Adaptation en français de l’article du juriste sud-africain Richard Goldstone, initialement publié le 1er avril 2011 par le Washington Post.
R.Goldstone est l’auteur du rapport de l’ONU qui accusait Israël de crimes de guerre lors de son opération défensive dans la Bande de Gaza.
Nous en savons beaucoup plus aujourd’hui sur ce qu’il s’est passé au cours de la guerre de Gaza de 2008-2009 que lorsque je présidais la mission d’enquête établie par le Conseil des droits de l’homme de l’ONU qui a produit ce qui est devenu le Rapport Goldstone. Si j’avais su alors ce que je sais aujourd’hui, le Rapport Goldstone aurait été tout autre.
Le rapport définitif du Conseil de l’ONU composé d’experts indépendants – présidé par l’ancienne juge de New York, Mary McGowan Davis — qui a assuré le suivi des recommandations du Rapport Goldstone a conclu qu’ « Israël avait consacré des ressources considérables pour enquêter sur plus de 400 allégations de mauvaises conduites lors de ses opérations à Gaza » alors que « les autorités de facto (i.e. le Hamas) n’avaient procédé à aucune enquête sur les attaques de roquettes et de mortiers contre Israël. »

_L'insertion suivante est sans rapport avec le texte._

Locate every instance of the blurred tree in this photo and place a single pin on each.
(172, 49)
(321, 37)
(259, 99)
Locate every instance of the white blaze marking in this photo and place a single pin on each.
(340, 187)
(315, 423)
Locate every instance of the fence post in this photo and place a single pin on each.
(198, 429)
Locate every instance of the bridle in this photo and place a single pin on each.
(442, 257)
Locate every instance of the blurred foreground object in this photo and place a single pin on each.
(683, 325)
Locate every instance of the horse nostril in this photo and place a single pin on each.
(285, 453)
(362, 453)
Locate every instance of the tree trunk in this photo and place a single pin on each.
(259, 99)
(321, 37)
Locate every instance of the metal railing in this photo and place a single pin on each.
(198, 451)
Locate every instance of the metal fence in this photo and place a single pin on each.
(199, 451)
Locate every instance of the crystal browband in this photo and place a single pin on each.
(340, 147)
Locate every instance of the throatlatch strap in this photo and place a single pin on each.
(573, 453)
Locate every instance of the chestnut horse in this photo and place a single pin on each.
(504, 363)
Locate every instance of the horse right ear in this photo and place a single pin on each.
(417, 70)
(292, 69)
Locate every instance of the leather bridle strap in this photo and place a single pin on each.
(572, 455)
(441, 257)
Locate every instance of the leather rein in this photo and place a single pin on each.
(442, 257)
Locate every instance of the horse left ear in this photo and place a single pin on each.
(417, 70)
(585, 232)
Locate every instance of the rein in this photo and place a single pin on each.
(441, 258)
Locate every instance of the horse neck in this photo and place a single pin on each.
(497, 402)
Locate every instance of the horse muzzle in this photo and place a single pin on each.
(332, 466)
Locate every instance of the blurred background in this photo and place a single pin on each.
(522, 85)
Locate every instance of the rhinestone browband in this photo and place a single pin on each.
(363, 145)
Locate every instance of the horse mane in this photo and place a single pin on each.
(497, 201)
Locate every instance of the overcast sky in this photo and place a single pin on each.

Notre rapport a trouvé des preuves de crimes de guerre présumés et « éventuellement de crimes contre l’humanité » commis par Israël et le Hamas. Il va sans dire que les crimes présumés du Hamas étaient intentionnels - ses roquettes visaient délibérément et sans distinction des cibles civiles. Lire la suite…
Source The Israël Project
Argumentaire :
En Septembre 2009, la mission d’investigation de l’ONU sur le conflit de Gaza présidée par le juge Richard Goldstone présentait son rapport (le rapport Goldstone) au Conseil des droits de l’homme à Genève. Le rapport suggérait que les crimes de guerre avaient été commis par toutes les parties au conflit de Gaza et avait servi de base à une vaste campagne politique et juridique contre Israël dans l’arène internationale.
Le 1er avril 2011 Richard Goldstone publiait un important article dans le Washington Post (« Reconsidérer le rapport Goldstone sur Israël et les crimes de guerre ») dans lequel il peignait un tableau très différent du rapport original.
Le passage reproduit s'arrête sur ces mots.